Nellix EVAS has obtained CE Mark in the EU but is only approved as an investigational device in the U.S. Regulatory approvals are pending in additional geographies.
Abraham would not reveal the cost of the polymer used in the Nellix platform, saying only “to lose polymer is very meaningful.”
The polymer that is part of the Nellix system requires cold storage until about 30 minutes before it is ready to use. The RFID freezer technology reports the status of the polymer units to Endologix in real time, making transactions, inventory usage, temperature reporting, and expiration dates transparent, automatically tracked, and available to both Endologix and users at hospitals and clinics in a secure, web-based interface.

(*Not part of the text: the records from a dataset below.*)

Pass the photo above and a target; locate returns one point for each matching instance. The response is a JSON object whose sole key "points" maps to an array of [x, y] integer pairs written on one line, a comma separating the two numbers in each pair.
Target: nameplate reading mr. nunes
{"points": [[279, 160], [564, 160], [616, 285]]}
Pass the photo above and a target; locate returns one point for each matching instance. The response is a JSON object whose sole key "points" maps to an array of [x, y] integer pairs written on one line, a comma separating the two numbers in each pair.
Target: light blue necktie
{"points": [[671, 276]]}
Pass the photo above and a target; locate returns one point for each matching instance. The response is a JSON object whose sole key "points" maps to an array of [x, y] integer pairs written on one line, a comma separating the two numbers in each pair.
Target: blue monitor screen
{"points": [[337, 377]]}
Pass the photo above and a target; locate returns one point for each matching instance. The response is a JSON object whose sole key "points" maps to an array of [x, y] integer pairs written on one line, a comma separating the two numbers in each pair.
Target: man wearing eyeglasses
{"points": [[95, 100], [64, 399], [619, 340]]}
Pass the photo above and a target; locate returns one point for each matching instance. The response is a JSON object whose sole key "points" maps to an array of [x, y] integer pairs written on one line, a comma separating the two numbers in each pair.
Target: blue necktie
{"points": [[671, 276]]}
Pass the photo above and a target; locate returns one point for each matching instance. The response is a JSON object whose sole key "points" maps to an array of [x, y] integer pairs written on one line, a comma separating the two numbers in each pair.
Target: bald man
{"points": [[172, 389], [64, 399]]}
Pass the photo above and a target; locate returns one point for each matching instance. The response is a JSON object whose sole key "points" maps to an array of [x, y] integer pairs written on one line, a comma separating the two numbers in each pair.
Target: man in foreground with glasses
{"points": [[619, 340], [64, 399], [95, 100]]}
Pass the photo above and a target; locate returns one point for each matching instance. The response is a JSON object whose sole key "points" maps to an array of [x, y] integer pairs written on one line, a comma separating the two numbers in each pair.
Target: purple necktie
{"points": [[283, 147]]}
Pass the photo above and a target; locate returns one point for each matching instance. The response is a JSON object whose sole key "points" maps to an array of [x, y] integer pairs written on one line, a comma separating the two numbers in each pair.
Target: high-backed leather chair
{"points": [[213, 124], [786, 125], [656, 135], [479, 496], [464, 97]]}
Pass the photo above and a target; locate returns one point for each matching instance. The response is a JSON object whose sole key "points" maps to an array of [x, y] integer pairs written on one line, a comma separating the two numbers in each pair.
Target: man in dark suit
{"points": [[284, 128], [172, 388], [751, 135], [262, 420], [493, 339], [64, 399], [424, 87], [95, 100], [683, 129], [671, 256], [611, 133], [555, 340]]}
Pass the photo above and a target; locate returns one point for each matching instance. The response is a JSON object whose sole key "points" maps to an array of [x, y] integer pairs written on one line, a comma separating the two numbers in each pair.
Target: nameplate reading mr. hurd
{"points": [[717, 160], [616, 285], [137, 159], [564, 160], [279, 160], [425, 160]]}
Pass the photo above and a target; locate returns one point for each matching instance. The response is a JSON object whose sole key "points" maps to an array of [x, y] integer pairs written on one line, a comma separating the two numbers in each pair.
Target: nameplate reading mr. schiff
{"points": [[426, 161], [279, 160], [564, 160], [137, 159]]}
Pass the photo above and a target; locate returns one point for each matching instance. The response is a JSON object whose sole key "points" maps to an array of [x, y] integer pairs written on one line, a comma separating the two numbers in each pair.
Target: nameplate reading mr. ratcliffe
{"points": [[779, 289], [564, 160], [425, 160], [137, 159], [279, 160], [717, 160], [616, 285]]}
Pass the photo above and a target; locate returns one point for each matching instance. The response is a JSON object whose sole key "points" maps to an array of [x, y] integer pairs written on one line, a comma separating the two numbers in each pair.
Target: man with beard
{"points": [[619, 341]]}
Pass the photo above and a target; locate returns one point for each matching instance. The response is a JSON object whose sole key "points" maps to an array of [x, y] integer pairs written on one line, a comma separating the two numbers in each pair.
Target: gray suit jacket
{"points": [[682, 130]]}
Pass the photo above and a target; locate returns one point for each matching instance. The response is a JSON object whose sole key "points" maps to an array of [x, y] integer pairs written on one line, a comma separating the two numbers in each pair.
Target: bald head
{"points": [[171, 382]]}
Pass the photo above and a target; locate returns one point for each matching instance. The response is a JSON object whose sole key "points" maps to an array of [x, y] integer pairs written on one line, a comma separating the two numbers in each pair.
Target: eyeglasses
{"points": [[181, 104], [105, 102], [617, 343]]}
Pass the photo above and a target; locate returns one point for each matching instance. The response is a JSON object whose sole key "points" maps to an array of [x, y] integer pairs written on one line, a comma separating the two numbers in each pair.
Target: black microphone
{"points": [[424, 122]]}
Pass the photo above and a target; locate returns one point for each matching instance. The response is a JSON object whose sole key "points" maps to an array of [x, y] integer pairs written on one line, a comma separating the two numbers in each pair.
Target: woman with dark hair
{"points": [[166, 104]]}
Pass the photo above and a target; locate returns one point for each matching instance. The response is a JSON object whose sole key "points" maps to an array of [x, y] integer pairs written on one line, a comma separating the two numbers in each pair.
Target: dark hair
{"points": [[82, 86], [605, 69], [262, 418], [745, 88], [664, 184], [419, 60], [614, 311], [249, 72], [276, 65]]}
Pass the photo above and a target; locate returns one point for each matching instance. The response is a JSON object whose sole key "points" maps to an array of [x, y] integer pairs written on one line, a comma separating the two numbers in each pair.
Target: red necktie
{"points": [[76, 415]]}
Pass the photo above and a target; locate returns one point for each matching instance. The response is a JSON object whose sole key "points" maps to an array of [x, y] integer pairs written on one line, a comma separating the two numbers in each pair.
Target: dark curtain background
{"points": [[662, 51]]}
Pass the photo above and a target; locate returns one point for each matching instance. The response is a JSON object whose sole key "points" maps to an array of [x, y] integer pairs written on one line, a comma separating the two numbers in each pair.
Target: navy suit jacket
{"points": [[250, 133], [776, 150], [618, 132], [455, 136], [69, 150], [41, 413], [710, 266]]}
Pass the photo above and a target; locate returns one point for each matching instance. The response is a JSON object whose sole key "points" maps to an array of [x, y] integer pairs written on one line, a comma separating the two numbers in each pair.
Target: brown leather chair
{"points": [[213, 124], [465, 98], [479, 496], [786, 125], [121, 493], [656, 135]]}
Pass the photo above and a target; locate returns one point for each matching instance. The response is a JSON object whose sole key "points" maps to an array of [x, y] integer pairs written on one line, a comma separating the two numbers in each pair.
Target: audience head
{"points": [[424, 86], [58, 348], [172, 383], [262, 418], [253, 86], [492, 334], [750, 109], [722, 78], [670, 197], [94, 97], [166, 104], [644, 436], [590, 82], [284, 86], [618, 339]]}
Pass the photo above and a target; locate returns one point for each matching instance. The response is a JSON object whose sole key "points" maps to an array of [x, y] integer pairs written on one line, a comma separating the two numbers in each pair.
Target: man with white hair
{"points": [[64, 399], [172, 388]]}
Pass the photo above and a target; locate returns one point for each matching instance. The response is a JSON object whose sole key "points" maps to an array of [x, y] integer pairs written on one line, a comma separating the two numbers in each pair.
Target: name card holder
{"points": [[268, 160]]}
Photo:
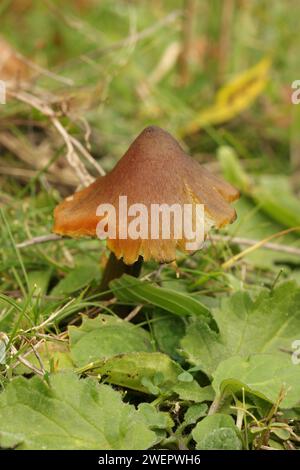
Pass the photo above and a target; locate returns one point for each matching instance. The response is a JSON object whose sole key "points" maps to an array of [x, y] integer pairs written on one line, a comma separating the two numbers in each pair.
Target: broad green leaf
{"points": [[217, 432], [155, 419], [194, 413], [168, 329], [202, 346], [264, 375], [69, 414], [77, 279], [146, 372], [268, 324], [106, 336], [232, 99], [130, 289]]}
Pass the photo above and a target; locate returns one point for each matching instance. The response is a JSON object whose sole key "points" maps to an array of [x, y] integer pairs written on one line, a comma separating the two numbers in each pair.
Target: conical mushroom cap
{"points": [[154, 170]]}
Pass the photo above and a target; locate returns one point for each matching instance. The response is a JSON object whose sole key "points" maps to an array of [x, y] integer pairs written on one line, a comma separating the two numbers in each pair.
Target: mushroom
{"points": [[154, 171]]}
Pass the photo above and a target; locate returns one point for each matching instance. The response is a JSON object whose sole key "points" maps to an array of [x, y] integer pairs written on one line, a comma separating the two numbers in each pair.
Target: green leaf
{"points": [[275, 196], [132, 290], [232, 169], [202, 346], [240, 321], [168, 330], [77, 279], [106, 336], [264, 375], [255, 224], [155, 419], [194, 413], [69, 414], [146, 372], [218, 432]]}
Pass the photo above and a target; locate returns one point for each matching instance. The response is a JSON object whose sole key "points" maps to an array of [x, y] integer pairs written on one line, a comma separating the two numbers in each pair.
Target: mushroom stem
{"points": [[115, 268]]}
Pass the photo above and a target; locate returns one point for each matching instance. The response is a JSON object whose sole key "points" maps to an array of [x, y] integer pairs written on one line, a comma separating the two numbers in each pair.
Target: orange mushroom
{"points": [[154, 171]]}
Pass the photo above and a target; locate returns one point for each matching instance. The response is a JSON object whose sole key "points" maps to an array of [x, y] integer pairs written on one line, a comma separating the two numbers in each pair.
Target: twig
{"points": [[250, 242], [42, 71], [217, 238], [71, 143], [37, 240]]}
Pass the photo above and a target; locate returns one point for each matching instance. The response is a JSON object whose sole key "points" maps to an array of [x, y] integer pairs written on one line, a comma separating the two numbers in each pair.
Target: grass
{"points": [[117, 69]]}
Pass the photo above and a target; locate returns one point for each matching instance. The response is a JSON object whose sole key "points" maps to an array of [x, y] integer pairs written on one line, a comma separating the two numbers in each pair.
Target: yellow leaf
{"points": [[233, 98]]}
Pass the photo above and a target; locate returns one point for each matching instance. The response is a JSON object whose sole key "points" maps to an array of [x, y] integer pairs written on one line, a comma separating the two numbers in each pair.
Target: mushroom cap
{"points": [[154, 170]]}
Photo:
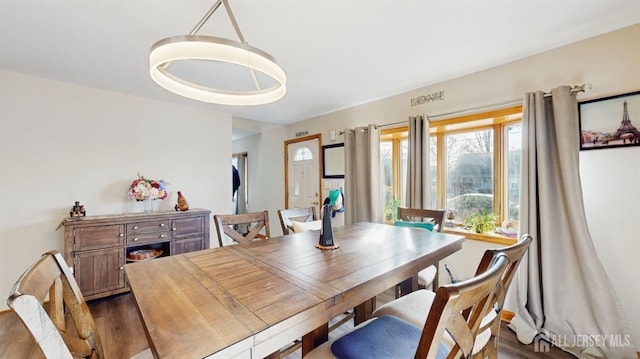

Endologix is able to track when product was first placed into the freezer, who opened the freezer, how much product was removed, and the environmental conditions inside the freezer. If temperature varies from the recommended range, Terso’s software program issues alerts to staff at the hospital or clinic.
“We can avoid freezers falling out of temperature and creating a perishable challenge with the polymer,” says Abraham.
RFID tags from Avery Dennison are applied to the packaging at the Endologix manufacturing facility in California. In some cases, tags are affixed at its distribution center in Europe. Eventually, all tagging will occur at the point of manufacture in the U.S.
The other major benefit of tagging is that by lowering the possibility of losing polymer in the field, potential supply issues are minimized.
“We’re scaling capacity so we don’t want to lose polymer because we don’t want to impact supply,” says Abraham. “Clinicians count on us to provide this life saving technology.”
Eventually, Endologix expects major operational efficiencies from RFID once the solution is expanded to the U.S. and other global markets.
“The scale is not significant yet to identify hard core savings, but it’s more about what it will look like downstream at much higher volumes,” says Abraham. “RFID is going to automate the entire inventory management process. My sales reps won’t have to count it, and I won’t have to reconcile consignment with customers. When they dip below PAR levels the system will automatically kicks out a replenishment order and it gets filled.
“Looking ahead, we know the operational efficiencies will be significant.”
Abraham sees the day when Endologix uses RFID for other products it produces and everything is tagged.
“I’m going to want to have RFID on everything, including all of my field inventory, my consignment, and trunk stock with sales reps and polymers in refrigerators,” he says. “I’m a big believer that RFID is a great technology, especially for higher end and implantable devices like heart valves or AAA graphs where serialized traceability is really important.”
Abdominal aortic aneurysms are a weakening of the wall of the aorta, the largest artery in the body, resulting in a balloon-like enlargement. Once AAA develops, it continues to enlarge. If left untreated, it is increasingly susceptible to rupture. The overall patient mortality rate for ruptured AAA is approximately 80 percent, making it a leading cause of death in the U.S.